Это было поздно вечером, и мы были наедине. Тускло, мягко светили лампы, и голос Малы тоже был тих и мягок, и на какое-то мгновение мне почудилось, будто я слышу тишайшую, таинственную музыку. Она словно бы плыла по воздуху подобно дыму курящихся благовоний. Не сразу понял я, что Мала рассказывает не о том времени, которое провел во главе войска султана, а о том, когда был в плену у уабинов. Мною овладели волнение и тревога. Тогда я имел все причины встревожиться, ибо если уабинам удалось что-то пробудить в сердце Малы, то, быть может, ему не следовало никому в этом признаваться. Дальнейшие события доказали, что тогда я не ошибся, но поначалу казалось, что никакое зло не может коснуться Малы. Его новообретенная задумчивость, казалось, лишь на пользу ему, ибо именно в ту пору наш молодой герой безнадежно и отчаянно влюбился.

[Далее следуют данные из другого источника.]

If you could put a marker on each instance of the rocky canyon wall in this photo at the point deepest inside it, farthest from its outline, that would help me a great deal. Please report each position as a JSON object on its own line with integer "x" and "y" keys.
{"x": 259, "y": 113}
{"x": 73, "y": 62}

Деа, ты, вероятно, не знаешь о том, что у твоей матери, прекрасной Изадоны, была сестра. Вторую дочь посланника из Ланья-Кор звали Изабела, и дома их называли просто — Дона и Бела. Твоя тетка Бела была моложе твоей матери. При дворе она всегда появлялась накрытая чадрой, но красотой равнялась твоей матери, а некоторые даже поговаривали, будто Бела должна быть еще красивее. Боюсь, эти слухи звучали убедительно, ибо складки шелковых одежд Белы не могли до конца утаить от глаз мужчин ее прекрасного стана — столь прекрасного, что он не посрамил бы даже Лунную Госпожу в те дни, когда ее прекрасный лик еще не был обезображен оспинами. Какой мужчина не возмечтал бы о том, чтобы прижать к своей груди такую красавицу?

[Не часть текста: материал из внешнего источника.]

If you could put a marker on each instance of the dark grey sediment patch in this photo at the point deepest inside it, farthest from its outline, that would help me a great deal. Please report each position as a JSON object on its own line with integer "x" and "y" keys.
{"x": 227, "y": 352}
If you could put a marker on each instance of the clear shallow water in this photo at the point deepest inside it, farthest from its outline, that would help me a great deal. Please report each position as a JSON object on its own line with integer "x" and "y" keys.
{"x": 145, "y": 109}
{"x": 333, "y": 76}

Вышло так, что молодой господин Малагон попросил ее руки. Многим этот союз казался превосходным — ведь тогда твой отец, будущий султан, и Мала, будущий визирь, стали бы супругами принцесс-сестер. При дворе все с нетерпением ожидали первой брачной ночи Малы. Евнухи с превеликим волнением готовили изысканную церемонию. И все бы случилось, как было задумано, если бы твой отец не положил глаз на юную сестру своей супруги.
Порой я гадаю: могло ли все произойти иначе, если бы Мала избрал предметом своей любви какую-то другую женщину? Вероятно, так или иначе, каков бы ни был его выбор, все равно он ухитрился бы, не желая того, воспламенить жгучую зависть в сердце друга. Наверное, так бы оно и было, но все же ума не приложу, как зависть могла так скоро перерасти в столь страстную любовь? Ибо именно такова была грядущая трагедия, и она состояла не в том, что Мала полюбил прекрасную Белу, а твой отец, руководимый одной лишь только завистью, был готов помешать другу заключить в объятия эту изумительную красавицу, — о нет! Дело было в том, что твой отец тоже полюбил ее!

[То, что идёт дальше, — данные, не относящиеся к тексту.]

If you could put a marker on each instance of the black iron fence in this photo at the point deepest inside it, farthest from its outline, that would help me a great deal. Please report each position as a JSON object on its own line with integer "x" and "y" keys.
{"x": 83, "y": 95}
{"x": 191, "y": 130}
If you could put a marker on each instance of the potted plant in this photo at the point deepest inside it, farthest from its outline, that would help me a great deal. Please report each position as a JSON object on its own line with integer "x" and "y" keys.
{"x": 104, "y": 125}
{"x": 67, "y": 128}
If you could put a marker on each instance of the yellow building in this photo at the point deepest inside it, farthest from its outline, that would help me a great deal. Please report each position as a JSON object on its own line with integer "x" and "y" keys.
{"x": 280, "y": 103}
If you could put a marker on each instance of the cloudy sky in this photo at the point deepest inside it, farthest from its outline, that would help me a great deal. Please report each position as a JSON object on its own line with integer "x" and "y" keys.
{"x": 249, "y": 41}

Все, что случилось потом, стало придворной легендой — одной из самых горьких и самых печальных наших легенд. В «Книге изречений Имраля» написано: «Что ярче горит — то скорее сгорает», но кто бы мог предположить, что Мала столь скоро и неожиданно впадет в немилость? Столица Унанга была потрясена. Подумать только: господин Малагон, народный герой, на самом деле оказался изменником, лазутчиком уабинов! Откуда взялись свидетельства этой измены — это так и останется тайной. Но хватило того, что султан, твой дед, был в этом непоколебимо убежден.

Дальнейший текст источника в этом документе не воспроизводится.